BINARY-PAIR PARTITIONED NEURAL NETWORKS
FOR SPEAKER AND DIALECT RECOGNITION
Stephen A. Zahorian
Department of Electrical and Computer Engineering
Old Dominion University
Norfolk, VA 23529
CONTACT INFORMATION
Email: saz100f@eefs01.ee.odu.edu
Phone: (804) 683-4570
Fax: (804) 683-3220
WWW PAGE
www.ee.odu.edu/zahorian.html
PROGRAM AREA
Speech and Natural Language Understanding.
KEYWORDS
Speaker recognition, speaker identification, neural networks, pattern classification, acoustic
features, dialect identification
PROJECT SUMMARY
A new method for speaker and dialect identification is under investigation. This method,
which is referred to as binary-pair partitioning (BPP), partitions an N-way classification task with
N * (N-1)/2 "elemental" classifiers, each of which is highly tuned to discriminate a particular pair
of categories. Each elemental classifier consists of a multi-layer feddforward neural network.
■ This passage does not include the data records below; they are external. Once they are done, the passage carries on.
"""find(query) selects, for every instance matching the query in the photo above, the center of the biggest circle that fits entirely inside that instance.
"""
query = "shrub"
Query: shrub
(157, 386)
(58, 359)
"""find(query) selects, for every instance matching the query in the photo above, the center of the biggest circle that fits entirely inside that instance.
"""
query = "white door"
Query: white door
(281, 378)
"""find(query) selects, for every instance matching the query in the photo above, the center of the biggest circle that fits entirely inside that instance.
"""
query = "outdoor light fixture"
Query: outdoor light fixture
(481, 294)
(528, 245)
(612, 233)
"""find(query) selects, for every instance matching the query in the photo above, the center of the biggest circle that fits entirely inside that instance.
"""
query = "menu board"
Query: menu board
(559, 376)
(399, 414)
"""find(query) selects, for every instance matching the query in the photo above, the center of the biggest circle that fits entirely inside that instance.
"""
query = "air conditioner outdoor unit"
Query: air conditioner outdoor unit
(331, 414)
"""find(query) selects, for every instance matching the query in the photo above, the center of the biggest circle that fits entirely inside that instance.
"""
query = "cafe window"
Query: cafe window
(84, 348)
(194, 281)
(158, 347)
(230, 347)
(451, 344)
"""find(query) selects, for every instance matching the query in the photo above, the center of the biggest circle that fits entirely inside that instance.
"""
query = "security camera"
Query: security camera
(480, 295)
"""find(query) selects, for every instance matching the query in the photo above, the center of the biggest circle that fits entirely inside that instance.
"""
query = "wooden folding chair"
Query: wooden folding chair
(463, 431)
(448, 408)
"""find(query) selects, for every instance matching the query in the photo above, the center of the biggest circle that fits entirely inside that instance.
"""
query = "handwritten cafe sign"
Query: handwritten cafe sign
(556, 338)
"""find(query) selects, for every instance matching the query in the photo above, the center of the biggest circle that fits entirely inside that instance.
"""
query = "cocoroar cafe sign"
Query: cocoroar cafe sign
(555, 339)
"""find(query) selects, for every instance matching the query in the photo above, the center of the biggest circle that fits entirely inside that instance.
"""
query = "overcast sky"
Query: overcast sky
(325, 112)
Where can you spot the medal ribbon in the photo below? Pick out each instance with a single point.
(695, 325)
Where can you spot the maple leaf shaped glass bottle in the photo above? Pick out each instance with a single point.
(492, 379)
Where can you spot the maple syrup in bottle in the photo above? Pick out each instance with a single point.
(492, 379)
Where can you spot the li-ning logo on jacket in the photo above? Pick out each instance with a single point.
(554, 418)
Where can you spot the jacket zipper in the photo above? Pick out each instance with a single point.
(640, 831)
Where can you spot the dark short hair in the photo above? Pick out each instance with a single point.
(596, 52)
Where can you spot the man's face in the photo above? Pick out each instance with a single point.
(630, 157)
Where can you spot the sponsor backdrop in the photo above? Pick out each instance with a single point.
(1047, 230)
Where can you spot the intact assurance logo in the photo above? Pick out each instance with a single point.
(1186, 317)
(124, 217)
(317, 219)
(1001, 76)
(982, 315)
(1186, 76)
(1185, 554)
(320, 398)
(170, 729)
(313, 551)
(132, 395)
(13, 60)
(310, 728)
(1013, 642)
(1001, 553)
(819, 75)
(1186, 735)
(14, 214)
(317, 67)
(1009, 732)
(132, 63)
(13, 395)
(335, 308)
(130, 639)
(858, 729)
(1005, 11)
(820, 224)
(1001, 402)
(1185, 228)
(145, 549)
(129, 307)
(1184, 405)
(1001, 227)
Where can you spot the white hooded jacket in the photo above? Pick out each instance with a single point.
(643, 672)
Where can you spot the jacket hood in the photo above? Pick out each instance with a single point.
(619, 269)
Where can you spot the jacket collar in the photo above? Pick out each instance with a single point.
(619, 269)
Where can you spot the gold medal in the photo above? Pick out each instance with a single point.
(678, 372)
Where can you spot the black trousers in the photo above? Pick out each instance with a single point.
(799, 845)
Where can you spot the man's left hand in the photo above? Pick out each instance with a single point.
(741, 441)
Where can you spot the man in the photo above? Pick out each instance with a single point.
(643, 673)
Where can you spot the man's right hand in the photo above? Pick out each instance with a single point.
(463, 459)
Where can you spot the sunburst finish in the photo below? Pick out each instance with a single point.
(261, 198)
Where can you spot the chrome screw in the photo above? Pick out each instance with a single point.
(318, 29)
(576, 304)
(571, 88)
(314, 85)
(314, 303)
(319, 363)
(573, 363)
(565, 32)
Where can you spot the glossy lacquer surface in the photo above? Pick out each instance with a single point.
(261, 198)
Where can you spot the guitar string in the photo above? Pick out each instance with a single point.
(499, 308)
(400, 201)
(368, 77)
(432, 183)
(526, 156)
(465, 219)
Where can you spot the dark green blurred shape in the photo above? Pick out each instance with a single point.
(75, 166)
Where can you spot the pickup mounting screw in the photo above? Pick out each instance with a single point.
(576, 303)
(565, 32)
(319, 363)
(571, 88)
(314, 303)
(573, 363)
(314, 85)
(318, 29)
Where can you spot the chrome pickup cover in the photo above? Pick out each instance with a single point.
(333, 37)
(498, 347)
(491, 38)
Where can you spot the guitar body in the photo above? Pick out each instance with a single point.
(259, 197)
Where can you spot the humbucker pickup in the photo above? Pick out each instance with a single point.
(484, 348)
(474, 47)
Since the binary-pair partitioned approach scales up in complexity on the order of N2 rather than
exponentially, the method is well-suited to talker identification for very large numbers of speakers
(> 100). The approach has been used to develop talker identification systems for over 200
speakers. The system performs with 100% accuracy in a text-independent mode when trained
with about 9 to 14 seconds of speech and tested with 6 seconds of speech (using the TIMIT data
base for testing). The BPP has also been extended for speaker verification and found to perform
with over 99.7% accuracy when tested with 630 speakers. The BPP approach is also well suited
to other classification problems for which multiple elemental decisions can be combined to form
an overall decision, such as dialect or language identification, and phonetic recognition. A major
advantage of this partitioned classification approach is the ability to easily refine the features and
classifier for each two-way decision. Several refinements and extensions to the basic method are
under investigation in the research project. These include: (1), enhancements to the input
features; (2), the effects of noise and channel distortions on performance; (3) the use of BPP
for phonetic classification; (4), the use of BPP for sex and dialect identification; (5) the use of
speaker identification to improve automatic speech recognition; (6) training individual BPP
networks to minimize the probability of error rather than to minimize mean square error.
PROJECT REFERENCES
C. A. Norton, III, S. A. Zahorian, " Speaker Verification based on Speaker Position in a
Multidimensional Speaker Identification Space," Intelligent Engineering Systems through
Artificial Neural Networks, Vol. 5, St. Louis, MO, November 1995.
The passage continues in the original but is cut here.